State of emergency and the emergency shelters
The shelter shell game exposes that at the foundation of the housing crises lies a blatant lack of recognition of the rights of poor and homeless people. According to organizer Roland Clark, “These people have no legal way to organize for their personal rights, let alone to do the larger task of defending the shelters against government austerity measures.
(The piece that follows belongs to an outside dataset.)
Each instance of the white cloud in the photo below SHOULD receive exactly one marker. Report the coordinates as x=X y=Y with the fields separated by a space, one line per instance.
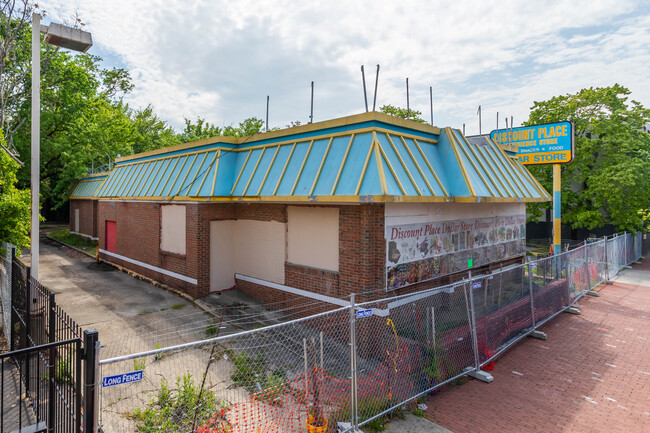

Because if they did that they’d be evicted.”
Under this state of emergency, shelter residents are considered to have the same rights as “licensees.” Similar to a licensed plumber or building contractor, they are only allowed on private property at the benevolent will of the shelter provider and ultimately of the government. The moment this benevolence ceases, regardless of cause, the shelter resident becomes a trespasser legally removable by force.[2]
October 21st will mark the one-year anniversary of the illegal eviction of a woman at the Yukon Shelter. The woman had refused to let the staff manage her Prednisone, which is a recommended but not compulsory condition for staying at the shelter. The woman was served an eviction notice soon after, and protests by other residents and CCAP advocate Wendy Pedersen were met by police force. Far from being an exception, this eviction is standard procedure at many shelters, in which the exception has become the norm.
Amidst an illogical and irrational shelter system, the only consistent logic is the logic of emergency, where residents basic rights and freedoms are indefinitely suspended. It comes as no surprise then that all shelters are referred to as “emergency shelters”.
Defend the right to organize
At a time of austerity the provincial and local governments claim that there is no money for shelter or housing. The same week that BC Housing announced the extended but reduced funding for First United, the city provided a $35 million subsidy for Aquilini Investment Group in their development at 800 Griffiths Way. The project plans to building hundreds of “affordable” rental units, which means housing at a rental rate of more than $2,000 per month. Ironically, the city deemed the project to be adequately affordable under its Housing and Homelessness Strategy. The approval proves once again that the housing crisis persists not because of a lack of money but a blatant lack of political will and complete disregard of the poor and homeless.
In a meeting with Dominic Flanagan (Executive Director of BC Housing Supportive Housing & Programs) in March 2012, DNC Shelter Committee members were told that First United was the first shelter to be phased out in the long-term plan to “phase out all emergency shelters.” Now it is more urgent than ever to revolt against the government with the simple demands: housing and full tenancy rights for all human beings — defend the right to organize.
[1] Supportive Housing tenants are not fully covered by the residential tenancy act. As such, supportive housing translates many of the problems of emergency shelters into permanent living conditions, including lack of tenancy rights, accountability and transparency.
[2] The legal status of shelter residents as licensees is based on research by the DNC Shelter Committee members Roland C. and Jacek L.